Egli chiama a gran voce ad un «sollevamento popolare antiebraico». Alfred Stocker, che fonda a Berlino il partito degli operai cristiano-sociale, definisce gli ebrei come

«un popolo dentro un altro popolo, uno stato nello stato, una tribù separata in seno di una razza nella quale essa è straniera».

Certo gli ebrei tedeschi godono di eguaglianza nei diritti. Ma una distinzione tende a stabilirsi tra il «paese legale» e il «paese reale». A partire dal 1880, delle violenze antisemite si producono in Germania, nella quale circola la petizione degli antisemiti, un testo violentemente antisemita che raccoglie 225.000 firme in pochi mesi, il grido Juden rauss risuona frequentemente. Tra il 1887 e il 1914 il numero di deputati antisemiti eletto nel Reichstag cresce notevolmente.

Esaltazione del passato della razza germanica

Nello stesso momento si sviluppa in Germania una corrente conservatrice che invoca con fierezza il passato che si fa risalire al Sacro Romano Impero tedesco – e le figure tutelari eroicizzate che sono per essa i cavalieri teutonici. La musica di Wagner li galvanizza. Bisogna ricordare lo sviluppo  in Germania, alla fine del XIX secolo, della corrente ideologica della «igiene razziale». Interpretando in maniera deviata L’origine delle specie di Darwin, che mette in evidenza la «selezione naturale» e «la sopravvivenza dei più adatti» nella lotta per la vita, quelli che vi aderiscono considerano, in nome della purezza della razza, che lo stato deve poter controllare tanto la nascita che la morte di coloro che sono sotto la sua responsabilità, gli «esseri biologicamente inferiori» devono poter essere liquidati.

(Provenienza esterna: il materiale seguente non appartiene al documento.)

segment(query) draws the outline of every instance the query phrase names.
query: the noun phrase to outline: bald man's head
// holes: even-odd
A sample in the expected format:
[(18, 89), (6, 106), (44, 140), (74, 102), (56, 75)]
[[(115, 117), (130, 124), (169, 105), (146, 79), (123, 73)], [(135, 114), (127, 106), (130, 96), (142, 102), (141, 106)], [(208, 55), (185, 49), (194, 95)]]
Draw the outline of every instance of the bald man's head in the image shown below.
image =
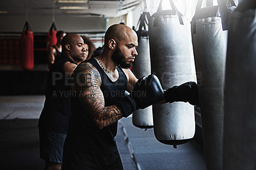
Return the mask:
[(62, 49), (65, 49), (65, 45), (67, 44), (72, 45), (77, 43), (77, 41), (81, 40), (80, 36), (76, 34), (67, 34), (61, 40), (61, 47)]
[(131, 31), (134, 31), (131, 27), (123, 24), (114, 24), (107, 30), (104, 37), (104, 44), (108, 45), (111, 39), (115, 40), (117, 43), (127, 39)]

L’Ebreo….di cui bisogna sbarazzarsi

L’ideologica hitleriana non è dunque venuta dal niente, essa si appoggia su un patrimonio di miti arcaici rivitalizzati da una corrente di pensiero marcata sulla scena dei nazionalismi del XIX secolo di un culto pervertito della scienza moderna. Quando Hitler inveisce contro gli ebrei  egli non parla un linguaggio totalmente nuovo, ma al contrario evoca degli stereotipi ben conosciuti. Quelli che lo ascoltano sono tanto più inclini ad ascoltarlo, malgrado il carattere parossistico e delirante delle sue proposte, tanto più la sconfitta militare del ’18 – considerata come una umiliazione nazionale – e la crisi economica e sociale attraversata nelle due guerre li rendono fragili e li incitano a cercare un capro espiatorio che è tradizionalmente l’ebreo. Per «sbarazzarsene» e poter vivere infine in un Reich judenrein (ripulito dagli ebrei) Hitler metterà in campo progressivamente tutto un processo amministrativo, poi farà appello ai mezzi tecnologici più moderni. La crisi dello stato che si apre nel 1930, presto rafforzata dai problemi economici sempre più gravi, gli permetterà in primo luogo di andare al potere in una ascesa che avrebbe senza dubbio potuto essere «resistibile» secondo  il motto di Bertold Brecht.